I had the opportunity to lead a conversation on Growth and Fixed Mindsets based off the work of Carol Dweck at Parent Camp. The parents who participated in the session were very interested in this concept and how it relates to their children. The conversation began with a few general questions to consider:

Are we born smart or stupid?
Is intelligence fixed from birth?
Do we have ‘built-in’ talents as a baby?
Or… do talents, abilities and intelligence itself grow from experience?



We then reviewed the concept of Fixed vs. Growth mindset and how that plays out at home and at school. I showed this clip from the Khan Academy that really helped to drive the conversation:


I shared a few stories from my tenure as Middle School Guidance Counselor. For instance, I used to deal with a lot of students who were Gifted and Talented in Elementary School yet they struggled in Middle School. As I was sharing the stories, I looked at one of the parents and I could tell she was having an “Aha!” moment. Afterwards a few parents continued the conversation and I asked the women about her epiphany. She told me I was describing her son who is in Gifted and Talented and doesn’t really try that hard. When faced with challenges (in this case it was reading and homework) he always wants to give up. According to her, it appears as though her child already has a fixed mindset because of how easy math is for him. I suggested to start praising his process, not the end product.

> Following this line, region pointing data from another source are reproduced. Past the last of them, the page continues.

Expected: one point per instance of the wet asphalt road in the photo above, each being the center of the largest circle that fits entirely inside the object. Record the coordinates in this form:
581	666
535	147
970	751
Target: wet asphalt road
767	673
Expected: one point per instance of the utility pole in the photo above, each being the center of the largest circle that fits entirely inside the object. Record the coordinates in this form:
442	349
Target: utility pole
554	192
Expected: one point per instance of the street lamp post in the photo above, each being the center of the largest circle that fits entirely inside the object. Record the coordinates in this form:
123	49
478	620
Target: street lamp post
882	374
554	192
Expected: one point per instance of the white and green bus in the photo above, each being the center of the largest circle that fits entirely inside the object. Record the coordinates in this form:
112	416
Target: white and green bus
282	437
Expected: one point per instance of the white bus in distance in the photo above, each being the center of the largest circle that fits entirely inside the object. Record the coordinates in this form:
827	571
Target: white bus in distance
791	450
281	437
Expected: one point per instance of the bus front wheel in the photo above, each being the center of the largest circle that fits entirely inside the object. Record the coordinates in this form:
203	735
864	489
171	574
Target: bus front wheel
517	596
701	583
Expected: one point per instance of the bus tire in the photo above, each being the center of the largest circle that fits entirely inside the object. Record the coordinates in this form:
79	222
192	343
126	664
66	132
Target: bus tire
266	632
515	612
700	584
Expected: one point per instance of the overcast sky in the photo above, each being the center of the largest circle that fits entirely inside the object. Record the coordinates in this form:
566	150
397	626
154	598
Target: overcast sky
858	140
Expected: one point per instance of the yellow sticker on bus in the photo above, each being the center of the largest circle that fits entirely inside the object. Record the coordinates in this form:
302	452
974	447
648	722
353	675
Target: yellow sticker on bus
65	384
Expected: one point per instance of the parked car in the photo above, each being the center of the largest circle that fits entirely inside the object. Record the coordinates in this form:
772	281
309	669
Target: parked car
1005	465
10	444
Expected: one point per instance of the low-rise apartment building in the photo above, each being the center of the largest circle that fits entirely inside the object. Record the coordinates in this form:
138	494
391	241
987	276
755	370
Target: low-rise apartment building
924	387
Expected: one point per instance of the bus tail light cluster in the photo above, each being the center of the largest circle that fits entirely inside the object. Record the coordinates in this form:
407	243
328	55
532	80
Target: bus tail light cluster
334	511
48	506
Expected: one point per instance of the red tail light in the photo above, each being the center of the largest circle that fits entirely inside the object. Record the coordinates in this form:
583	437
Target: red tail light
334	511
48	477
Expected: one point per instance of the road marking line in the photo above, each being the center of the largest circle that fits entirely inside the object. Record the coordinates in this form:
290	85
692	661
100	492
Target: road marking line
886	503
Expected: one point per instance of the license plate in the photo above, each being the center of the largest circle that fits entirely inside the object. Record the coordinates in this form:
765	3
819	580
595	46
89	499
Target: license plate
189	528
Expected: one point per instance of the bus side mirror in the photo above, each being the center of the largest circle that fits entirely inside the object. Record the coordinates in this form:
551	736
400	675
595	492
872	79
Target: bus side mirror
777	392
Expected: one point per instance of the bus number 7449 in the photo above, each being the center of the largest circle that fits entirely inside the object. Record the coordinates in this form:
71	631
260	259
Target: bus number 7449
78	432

So how does this play out in school? What the research from Carol Dweck shows is that we have to praise the process not the product. For instance, if a student gets a 100 on a test, as a parent or teacher you would want to say,”You must have worked really hard for that or you are putting in a lot of effort” as opposed to saying, “You are so smart!” If you praise the process, you will be creating a life-long learner, and someone who value growth.


How are you going to change the conversation?


2 thoughts on “Praise the process, not the result (318:365)

  1. Great job starting this convo yesterday, Spike! One of my big issues with grades…they don’t tell you anything about the process/effort to get there. With my kids, I am far more proud of them for the B they worked their butt off to get, than the A they did nothing for – yet often and many schools and teachers reward/praise for the grade. During our Beyond the Bake Sale book chat at school a few years ago, I remember the one mom telling me how she disliked the teacher writing “great job” on her daughters test when she got a B+ because her daughter did nothing to prepare. I am right there with her.

    I am looking forward to continuing this conversation at our school.